Our Methodology

This page explains how Quotewise approaches the hardest problems in quote attribution: finding sources, evaluating evidence, and building trust when AI can generate any quote and attribute it to anyone. Transparency about our methods builds more credibility than claiming perfection.

Christopher Q Alexander February 17, 2026 Updated February 17, 2026

How does semantic search actually work?

Instead of matching exact words, we convert every quote into a mathematical fingerprint of its meaning, what AI researchers call a "vector embedding." Think of it like this: if quotes were songs, keyword search would match notes, but semantic search matches the melody. When you describe what you're thinking ("courage during setbacks"), our system finds quotes that capture that concept, even if they use completely different words.

We use 1024-dimensional embeddings generated by OpenAI's text-embedding-3-large model, stored in PostgreSQL with pgvector for fast similarity search. The difference is we show you real quotes from our curated corpus, not AI-generated text.

Technical note: Search results return quotes with similarity scores.

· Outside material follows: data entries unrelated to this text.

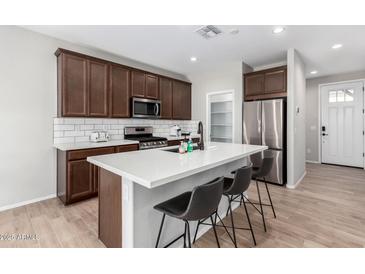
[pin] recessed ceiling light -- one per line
(337, 46)
(234, 31)
(278, 30)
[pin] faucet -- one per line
(201, 132)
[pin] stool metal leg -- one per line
(215, 231)
(185, 236)
(196, 231)
(187, 232)
(262, 211)
(160, 230)
(234, 232)
(249, 223)
(268, 194)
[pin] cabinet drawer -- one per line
(84, 153)
(126, 148)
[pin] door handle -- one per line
(157, 109)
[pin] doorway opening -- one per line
(342, 124)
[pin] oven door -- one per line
(145, 108)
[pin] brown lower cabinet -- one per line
(177, 142)
(77, 179)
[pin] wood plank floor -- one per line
(326, 210)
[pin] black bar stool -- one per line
(201, 203)
(261, 173)
(233, 190)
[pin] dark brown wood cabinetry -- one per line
(72, 85)
(152, 86)
(77, 179)
(138, 82)
(265, 84)
(119, 91)
(98, 88)
(166, 98)
(181, 100)
(92, 87)
(177, 142)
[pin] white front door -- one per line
(342, 124)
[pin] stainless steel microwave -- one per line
(146, 108)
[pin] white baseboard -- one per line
(3, 208)
(312, 162)
(298, 182)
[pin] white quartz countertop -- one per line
(171, 138)
(155, 167)
(86, 145)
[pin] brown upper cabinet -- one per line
(98, 88)
(72, 85)
(119, 91)
(181, 100)
(266, 84)
(138, 81)
(166, 97)
(92, 87)
(152, 86)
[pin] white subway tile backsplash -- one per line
(73, 121)
(64, 140)
(116, 126)
(90, 121)
(86, 127)
(74, 133)
(58, 121)
(82, 139)
(57, 134)
(63, 127)
(70, 130)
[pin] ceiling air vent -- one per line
(208, 32)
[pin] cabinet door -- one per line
(80, 182)
(119, 92)
(181, 101)
(138, 83)
(152, 86)
(275, 81)
(126, 148)
(73, 82)
(95, 178)
(254, 84)
(98, 89)
(166, 98)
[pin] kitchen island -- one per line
(131, 183)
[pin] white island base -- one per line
(130, 184)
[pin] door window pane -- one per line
(349, 95)
(340, 96)
(332, 96)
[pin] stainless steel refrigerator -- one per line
(264, 123)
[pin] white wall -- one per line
(296, 121)
(27, 107)
(312, 112)
(224, 77)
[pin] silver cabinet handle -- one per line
(157, 109)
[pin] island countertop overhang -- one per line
(156, 167)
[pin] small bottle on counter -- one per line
(190, 145)
(182, 147)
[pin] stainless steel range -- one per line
(144, 135)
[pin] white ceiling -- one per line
(170, 47)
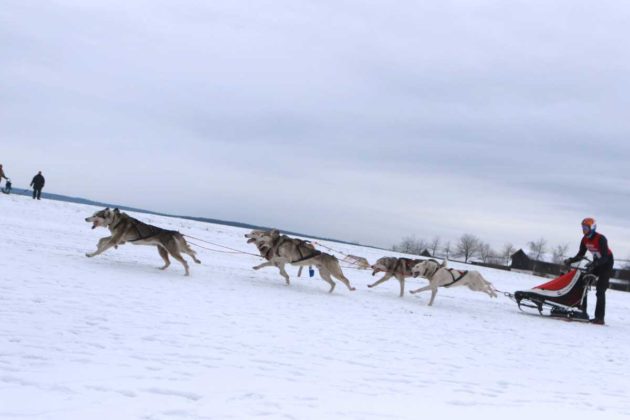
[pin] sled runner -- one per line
(563, 297)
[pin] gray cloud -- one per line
(356, 120)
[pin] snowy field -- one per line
(112, 337)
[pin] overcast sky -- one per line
(354, 119)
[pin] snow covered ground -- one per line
(112, 337)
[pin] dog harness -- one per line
(455, 279)
(283, 239)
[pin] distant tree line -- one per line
(469, 247)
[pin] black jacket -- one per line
(38, 181)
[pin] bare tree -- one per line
(467, 246)
(447, 250)
(559, 253)
(538, 248)
(485, 252)
(506, 253)
(434, 244)
(410, 245)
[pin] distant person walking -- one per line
(38, 183)
(2, 174)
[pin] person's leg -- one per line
(602, 285)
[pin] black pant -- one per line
(603, 273)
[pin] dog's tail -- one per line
(185, 248)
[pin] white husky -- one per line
(440, 276)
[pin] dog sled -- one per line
(563, 297)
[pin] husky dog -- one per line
(360, 262)
(280, 250)
(393, 267)
(440, 276)
(125, 228)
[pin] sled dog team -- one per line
(279, 250)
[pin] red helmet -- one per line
(588, 225)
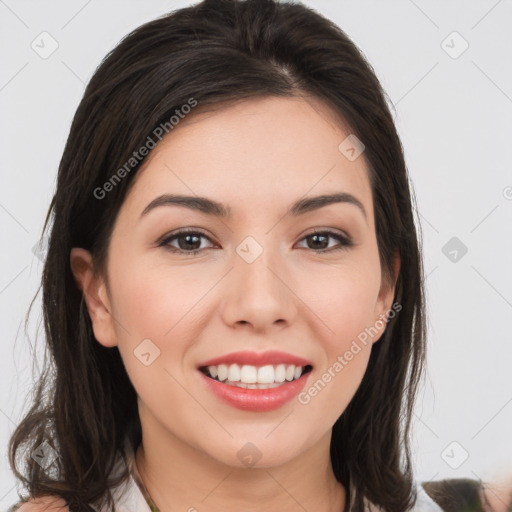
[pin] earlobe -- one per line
(95, 296)
(385, 300)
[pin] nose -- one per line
(257, 293)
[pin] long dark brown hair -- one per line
(217, 51)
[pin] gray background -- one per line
(453, 110)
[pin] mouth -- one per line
(255, 377)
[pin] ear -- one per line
(384, 307)
(96, 297)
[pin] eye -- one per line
(321, 238)
(187, 242)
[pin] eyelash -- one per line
(345, 242)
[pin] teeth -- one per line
(255, 377)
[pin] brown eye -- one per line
(188, 242)
(319, 241)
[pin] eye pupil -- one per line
(187, 238)
(316, 237)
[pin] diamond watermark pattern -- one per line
(146, 352)
(249, 454)
(454, 455)
(249, 249)
(351, 147)
(44, 454)
(454, 249)
(44, 45)
(454, 45)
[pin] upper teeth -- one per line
(249, 374)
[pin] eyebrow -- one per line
(211, 207)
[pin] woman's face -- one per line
(260, 281)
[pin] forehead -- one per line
(262, 153)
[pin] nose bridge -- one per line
(256, 291)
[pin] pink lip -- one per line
(257, 400)
(257, 359)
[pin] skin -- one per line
(258, 156)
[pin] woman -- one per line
(271, 367)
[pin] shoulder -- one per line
(468, 494)
(44, 504)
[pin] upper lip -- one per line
(257, 359)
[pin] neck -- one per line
(180, 477)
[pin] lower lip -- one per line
(258, 400)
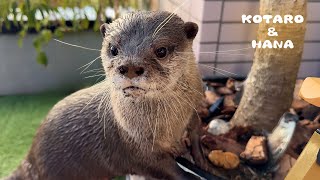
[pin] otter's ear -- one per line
(103, 29)
(191, 29)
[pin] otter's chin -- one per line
(133, 91)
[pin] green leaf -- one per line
(96, 26)
(37, 44)
(85, 24)
(47, 35)
(42, 58)
(58, 33)
(20, 42)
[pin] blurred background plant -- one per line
(52, 18)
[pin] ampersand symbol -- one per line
(272, 32)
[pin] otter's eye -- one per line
(161, 52)
(113, 50)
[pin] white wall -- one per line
(21, 74)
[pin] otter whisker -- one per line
(218, 69)
(213, 53)
(155, 126)
(97, 75)
(91, 99)
(94, 70)
(74, 45)
(100, 78)
(191, 88)
(88, 64)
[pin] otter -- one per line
(133, 121)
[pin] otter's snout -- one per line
(130, 71)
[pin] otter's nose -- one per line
(131, 71)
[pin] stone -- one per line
(256, 150)
(226, 160)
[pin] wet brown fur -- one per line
(99, 133)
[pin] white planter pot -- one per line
(21, 74)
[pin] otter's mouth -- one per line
(133, 91)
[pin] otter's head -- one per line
(146, 53)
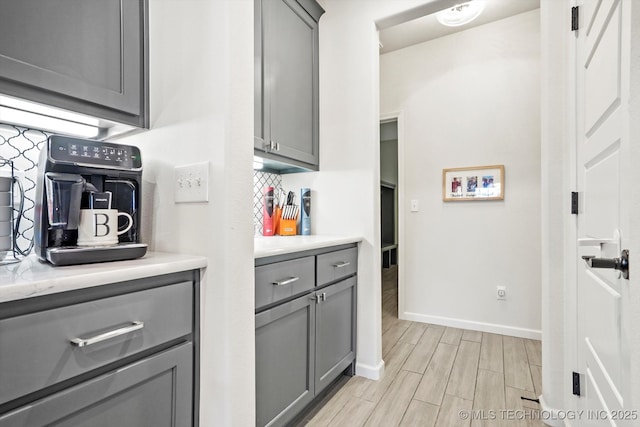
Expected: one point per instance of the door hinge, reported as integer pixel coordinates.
(574, 203)
(576, 383)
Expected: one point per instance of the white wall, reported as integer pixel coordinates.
(468, 99)
(201, 73)
(556, 187)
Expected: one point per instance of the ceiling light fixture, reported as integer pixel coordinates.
(461, 14)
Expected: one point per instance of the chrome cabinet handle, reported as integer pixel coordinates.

You're seeing retrieval, not generation. Every result came from somewhere real.

How does Quotewise verify who said what?

Quote attribution isn't simple. Quotes evolve through retelling, translation, and cultural adaptation. Someone may have said something similar but not those exact words. A speechwriter may have crafted the phrase, but the speaker made it famous. A quote widely attributed to Einstein might actually be from someone else entirely.

We classify every quote using 8 attribution types, each signaling different levels of certainty.

A direct attribution means a primary source exists: a manuscript, recording, or verified transcript. This is as close to certainty as quote attribution gets. When no primary source has been found but multiple independent sources agree, we call that attributed, which is where most historical quotes fall. Some quotes are popularized by a well-known figure who didn't originate them; in those cases, we maintain both the original attribution and the person who made the quote famous.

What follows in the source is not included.